Game Night

There are nine televisions in our unit—five for the blacks, three for the Mexicans, and one for the whites. You may watch whichever television you'd like, regardless of race, but only blacks may change channels on the black TVs, only Mexicans may change channels on the Mexican TVs, and only whites may change channels on the white TV. The number of televisions designated to a race isn't preordained by prison policy or by the officers but by the inmates themselves through diplomacy and warfare. Cops don't run prisons. Inmates do.

Since football season began last week, three of the black televisions have been dedicated to the sport full-time. On game nights, just before kickoff, the whites drag their chairs to the black side to watch the game in a small, safe cluster. The Mexicans, who don't watch football unless it's of the Latin American variety, stay put on their side of the unit (which they share with the whites) and tune into one of the many colorful slapsticks on Telemundo in which there's always one character running around slapping the others upside their heads with a yardstick.

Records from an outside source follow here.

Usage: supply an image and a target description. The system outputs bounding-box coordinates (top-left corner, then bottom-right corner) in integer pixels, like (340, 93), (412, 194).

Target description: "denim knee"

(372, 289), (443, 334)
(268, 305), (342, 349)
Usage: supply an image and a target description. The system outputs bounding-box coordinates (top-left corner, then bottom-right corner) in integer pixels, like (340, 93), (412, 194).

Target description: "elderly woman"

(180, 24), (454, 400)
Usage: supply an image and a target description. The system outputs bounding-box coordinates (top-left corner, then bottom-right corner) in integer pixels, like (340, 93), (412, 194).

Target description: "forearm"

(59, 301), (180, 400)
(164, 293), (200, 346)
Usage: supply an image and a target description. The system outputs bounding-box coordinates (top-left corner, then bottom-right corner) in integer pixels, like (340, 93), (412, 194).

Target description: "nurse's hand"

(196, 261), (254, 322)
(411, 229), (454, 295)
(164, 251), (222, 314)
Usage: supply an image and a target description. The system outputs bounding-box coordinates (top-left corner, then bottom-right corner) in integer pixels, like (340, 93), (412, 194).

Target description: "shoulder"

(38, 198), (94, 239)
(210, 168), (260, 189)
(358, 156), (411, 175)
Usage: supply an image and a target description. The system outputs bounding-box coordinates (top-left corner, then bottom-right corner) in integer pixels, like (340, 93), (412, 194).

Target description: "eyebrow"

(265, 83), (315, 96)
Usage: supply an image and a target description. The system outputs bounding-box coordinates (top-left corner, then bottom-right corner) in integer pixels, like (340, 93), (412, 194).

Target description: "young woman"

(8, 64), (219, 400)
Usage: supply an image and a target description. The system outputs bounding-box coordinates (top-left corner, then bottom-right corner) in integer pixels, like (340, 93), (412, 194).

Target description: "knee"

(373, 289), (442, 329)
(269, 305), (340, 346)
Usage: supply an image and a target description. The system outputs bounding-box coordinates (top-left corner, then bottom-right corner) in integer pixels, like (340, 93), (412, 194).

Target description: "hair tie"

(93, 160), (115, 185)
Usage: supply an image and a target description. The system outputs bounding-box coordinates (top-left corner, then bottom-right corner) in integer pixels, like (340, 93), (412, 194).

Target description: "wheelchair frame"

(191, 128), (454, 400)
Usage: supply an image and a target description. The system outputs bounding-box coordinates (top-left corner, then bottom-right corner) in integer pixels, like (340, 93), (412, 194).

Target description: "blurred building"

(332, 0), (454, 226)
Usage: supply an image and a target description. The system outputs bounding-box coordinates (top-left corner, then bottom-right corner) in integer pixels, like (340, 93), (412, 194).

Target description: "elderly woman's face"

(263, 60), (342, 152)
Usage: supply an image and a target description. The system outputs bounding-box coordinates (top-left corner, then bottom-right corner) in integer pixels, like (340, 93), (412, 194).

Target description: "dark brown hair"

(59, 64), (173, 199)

During these game nights, the unit takes on the aura of a seedy sports bar—an amalgamation of shit talk, booze, cigarettes, gambling, and junk food. Last night, one of the Cubans got so drunk that after the ten-o'clock lockdown he began body slamming his cell door and shouting obscenities at the officers. Too tired to deal with a drunk inmate so late at night, the cops gave him a choice—either lay down and sleep it off or go to the hole. Reluctantly, he quieted down.

The official nosh of prison game night is the Nacho Bowl. Every sports lover has their own recipe and method of preparation, but the basic premise is a tupperware bowl layered with tortilla chips, rice, beans, meat, and cheese—a Tex-Mex lasagna of sorts. Some guys prefer the meat lovers variation with diced summer sausage, salami, and pepperoni in lieu of rice. Others go easy on the meat and splurge on cheeses—mozzarella, pepper jack, queso with chilies, and squeezable cheddar. For an extra kick, some guys add layers of jalapenos, chili-garlic sauce, and sriracha. One Nacho Bowl can last over the course of two or even three game nights, on account of all the sodium and preservatives. They can easily be stored in the inmates locker without refrigeration.

But if you're pressed for time on game night or just feel like eating out, you can grab a meal on the yard from any of several vendors hawking homemade burritos, pizzas, quesadillas, and cans of chilled soda on ice.

"Burritos! Burritos! Burritos! We got Burritos! Meaty, cheesy, and greasy! We got burritos!"

"Ice cold sodas for sale! Ice cold! Sho is hot out here, fellas! Get you an ice cold soda! So cold, they damn near froze! Taste like a slushy! Ice cold soda?"

Cans of soda sell for a dollar stamp, burritos (steamed or fried) sell for two to three stamps, and pizzas and quesadillas go for a book (five stamps) Ironically, the best burritos are made by an Asian, one of five on the compound, all of whom are named Lee.